町に戻ったアヤネは噴水の周りを囲うように置いてあるベンチに座って海の妖精の話について考え始めた。
「悪い人間、に今は信用できない、か。昔、人間に何かをされたのかな。そうなるとこの層を周るのは大変かも。エリアに行く度に追い返されてたらろくに探索も出来ない。まあ、私は【神速】でゴリ押すけど。どこから行こうか。光は入れてくれなそうだし、他のところもさっきの妖精みたいに追い返してきそうだし。闇は......入れてくれそうだけど、闇....だからなあ。闇は最後にしようと思ってたのに。それよりもなんだったっけ?最後に言ってたの。【信頼の証】だっけ?何だろう。クエスト関連だろうけど。ひとまず置いとこう。..........闇.....行こうか。」
アヤネは妙に重たい腰を上げ、重たい足取りで闇エリアへと向かった。
闇エリアの目の前まで来るとアヤネは大きく深呼吸をして【神速】を使って闇エリアに突入した。のだが、周りは何も見えず、さらに闇エリアに入った途端、体が重たくなって【神速】が解除された。
「!!なに?これ。【神速】が強制解除された!?それに体が重たい。.....【水遁】」
アヤネはこれ以上は危険と判断して【水遁】で闇エリアから脱出しようとした。が、【水遁】が使えなかった。アヤネはおかしいと思ったがバグと考え、【火遁】を使おうとする。がやはり使えなかった。
「スキルが使えなくなってる?【思考超加速】も機能してないし、これヤバくない?メッセージを送ろうにもスキル使えないなら誰も助けに来れないし、そもそもフレンドが少なすぎて今、やってる人がいない。ヤバイよ、これ。何もいないの?普通はもう襲われててもおかしくない。」
アヤネはスキルが使えないと分かるとすぐに方向を変え、闇エリアから出ようとしたが入ってきた場所から出ることは出来なかった。
「あれ?なんで?見えない壁があってこれ以上進めない。
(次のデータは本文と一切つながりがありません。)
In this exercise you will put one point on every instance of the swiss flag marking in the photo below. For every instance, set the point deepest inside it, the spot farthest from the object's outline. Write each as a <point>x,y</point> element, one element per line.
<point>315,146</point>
閉じ込められたの?闇の妖精も閉じ込めたなら早く出てくれば良いのに。」
最後の呟きが聞こえたのか後ろから声がした。
「ねえ、人間。何しに来たの?」
ゾクゾクとするような不気味な女性の声音だった。アヤネは壊れたロボットのようにギギギギギギッと音が立ちそうな首の動きで後ろを振り向いた。そこには黒いドレスを着て黒い羽を背中から生やした妖精がいた。
「どんなところか気になって入ってみただけです。」
(もう、闇なら大丈夫だと思ったのに。結局これだよ。しかも今度はスキルが使えない。絶体絶命の大ピンチだね。攻撃されませんように。)
恐れているように見えるアヤネを見てその妖精は「ふむふむ。」と頷きながら話しだした。
「まあ、僕たち闇の妖精は他の妖精とは違って人間がやったあの大迫害も根に持ってはないし、人間が来ようがモンスターが来ようが良いんだけどさ、何しに来たのかは気になるじゃん?この闇の中はスキルも魔法も使えないから尋問にはうってつけなんだよ。それで?それだけ?理由。」
闇の妖精はアヤネに問いかけてくる。
「それだけです。仲良くなれたら良いなあとは思ってますけど。」
それを聞いた闇の妖精はニッコリと笑った。
「仲良くなりたいんだ。そっかそっか。何のために?」
「他の妖精が住むエリアを観光するために。」
闇の妖精はその言葉を聞いてさらに笑顔になる。
「君、面白いね。場所を変えて、ちょっとお話しようか。」
闇の妖精はそう言うと指パッチンで指を鳴らした。すると闇が消え、湖と数本の木が前方に見えた。そして、さっきまでの体の重さが嘘のように軽くなった。さらに
(あ、【思考超加速】が使えるようになってる。)
スキルも使えるようになっていた。
「あ、君、名前は?」
「アヤネです。」
「アヤネかあ。じゃあアヤネって呼ぶね。」
「あ、はい。どうぞ。」
闇の妖精は湖の前まで来るとどこからか黒いイスを出した。
「まあ、座ってよ。」
アヤネは言われるがままに座る。
「アヤネ、さっき他の妖精のエリアを観光って言ったけどどこを観光したいの?」
アヤネは何も隠さずストレートに言う。
「全てです。」
「全部かあ。僕は出来ても光以外だね。光の妖精とは仲が悪くて。光の妖精がいるエリアに入れなくても良いなら協力してあげられるけど。」
「ホントですか!?」
アヤネは思わず立ち上がり、闇の妖精に近寄った。
「ち、近い。」
「あ、ご、ごめんなさい。」
アヤネは闇の妖精に指摘されるとすぐにイスに座り戻した。
「ホントだよ。だけどそれには試練を通過してもらわないとダメなんだ。やる?」
「もちろん!!」
やる気いっぱいで即答したアヤネだった。